同じくらいの時間焼いて、もう一度ひっくり返す。
「良い感じで焦げ目もできたし、これで完成!」
「やった!」
ィヤナース君はガッツポーズだ。
教会にあった皿を綺麗にして、フレンチトーストを載せていく。みなわくわくした目をしてる。
「念のため皆さんの手も綺麗にします」
清掃スキルを使う前に声だけかけた。いきなり手が光ったら驚くかもしれないしね。
「あ、水神様の神棚を忘れてきた」
「それならこちらに」
リーリさんが魔法鞄から神棚を取り出した。開いたテーブルに載せ、水神様の分を置く。
先生と教皇様の視線が神棚に注がれてる。若干、教皇様の顔が引きつっているようにも見えるけど気のせいでしょ。
「ではいただきましょう」
「「「水神様の恵みに感謝いたします」」」
「神の恵みに感謝を」
「いただきます」
感謝の言葉は人それぞれ。では食べよう。
「あっまーい!」
「しっとりでふわふわですのね。おいしいですわ」
「おいしー!」
「うっま!」
「硬くなったパンでも、できるかなぁ」
「子供たちの作ったものはいつでもおいしいのですねぇ」
「よくわかりますわ、先生」
子供は手づかみで、大人はフォークで。皆が絶賛するくらいおいしい。俺も久しぶりに食べた気がする。子供の時は、母がよく作ってくれたな。
「おいしかったー!」
「もうなくなっちゃった……」
「もっとたべたーい!」
「食材はありふれたものですが、このような上品な甘いお菓子になるのですね。本部でも作ってもらうかしら」
子供たちは食べたりないようだけどおやつだからさ。それにィヤナース君が作れるようになるし。

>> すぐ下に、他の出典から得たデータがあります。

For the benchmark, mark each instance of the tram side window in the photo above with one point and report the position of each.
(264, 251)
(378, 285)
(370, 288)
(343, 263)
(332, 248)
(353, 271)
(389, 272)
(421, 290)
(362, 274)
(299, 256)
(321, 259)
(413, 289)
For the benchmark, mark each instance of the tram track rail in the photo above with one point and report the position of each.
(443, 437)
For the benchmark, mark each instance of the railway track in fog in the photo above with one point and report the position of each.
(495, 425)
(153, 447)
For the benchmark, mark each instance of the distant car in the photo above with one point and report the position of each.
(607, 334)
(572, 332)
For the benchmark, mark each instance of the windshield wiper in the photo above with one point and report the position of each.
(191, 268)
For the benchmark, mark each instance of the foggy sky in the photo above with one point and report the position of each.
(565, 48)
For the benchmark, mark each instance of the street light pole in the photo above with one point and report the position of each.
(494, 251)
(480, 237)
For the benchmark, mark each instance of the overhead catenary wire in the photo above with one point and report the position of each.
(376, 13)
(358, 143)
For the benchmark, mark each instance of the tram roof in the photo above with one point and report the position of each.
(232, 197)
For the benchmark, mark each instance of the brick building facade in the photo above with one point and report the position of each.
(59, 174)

ふーっと一息ついたところで本題に入ろう。子供たちは関係ないから、外で遊んでもらう。
「えっと、そろそろ本題に入りたいのですが。先生はもちろん、エランドヴィリリアングさんにも関係あることなのです」
「あら、わたしもですか?」
教皇様の表情がパッと明るくなった。すごい迷惑をおかけするので申し訳ないんですけど。

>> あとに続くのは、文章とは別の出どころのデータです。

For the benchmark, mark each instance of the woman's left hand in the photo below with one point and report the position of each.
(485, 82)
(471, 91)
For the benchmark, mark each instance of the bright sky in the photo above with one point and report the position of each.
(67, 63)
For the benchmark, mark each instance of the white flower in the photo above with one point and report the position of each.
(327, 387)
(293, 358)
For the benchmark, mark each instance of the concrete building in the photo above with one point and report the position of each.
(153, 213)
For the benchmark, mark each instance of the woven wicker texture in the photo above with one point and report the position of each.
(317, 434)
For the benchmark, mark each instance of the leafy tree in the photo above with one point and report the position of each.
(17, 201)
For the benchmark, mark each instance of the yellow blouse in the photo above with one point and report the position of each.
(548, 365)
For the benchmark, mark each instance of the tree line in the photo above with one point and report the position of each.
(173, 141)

「えっと私事で申し訳ないのですが、いま俺が住んでいるのが聖なる山って呼ばれるところなんですけど、そことデリーリアの首都の水の教会とが扉でつながっちゃったっぽくてですね。開けるのも失礼というか迷惑でしょうし、どうしたものかと相談をしたくってですね……」
「聖なる山!?」「扉でつながる!?」
先生と教皇様が声を裏返してフリーズしてしまった。
「失礼かと思ったのですが聞き耳を立てたところ扉の向こうから「教皇様」とか「不在の時に」と声が聞こえてですね。たぶん水の教会だと思うんですけど……」
「それが起きたのは、わたしがダイゴさんにこの大陸について、その時はデリアズビービュールズについて説明をしていた頃ですわ」
「リーリさんに、ここからすごい遠いって聞いて、扉でつながっちゃえば楽なのになーって思ったら扉ができてしまって」
俺の目の前で先生と教皇様は表情をなくしてる感じだ。そりゃそうだ、こんな与太話を聞かされても反応に困るよ。
「え、じゃあデリアズビービュールズにも行けちゃうてこと? あたし、行ってみたかったんだ!」
ベッキーさんがガタッと立ち上がった。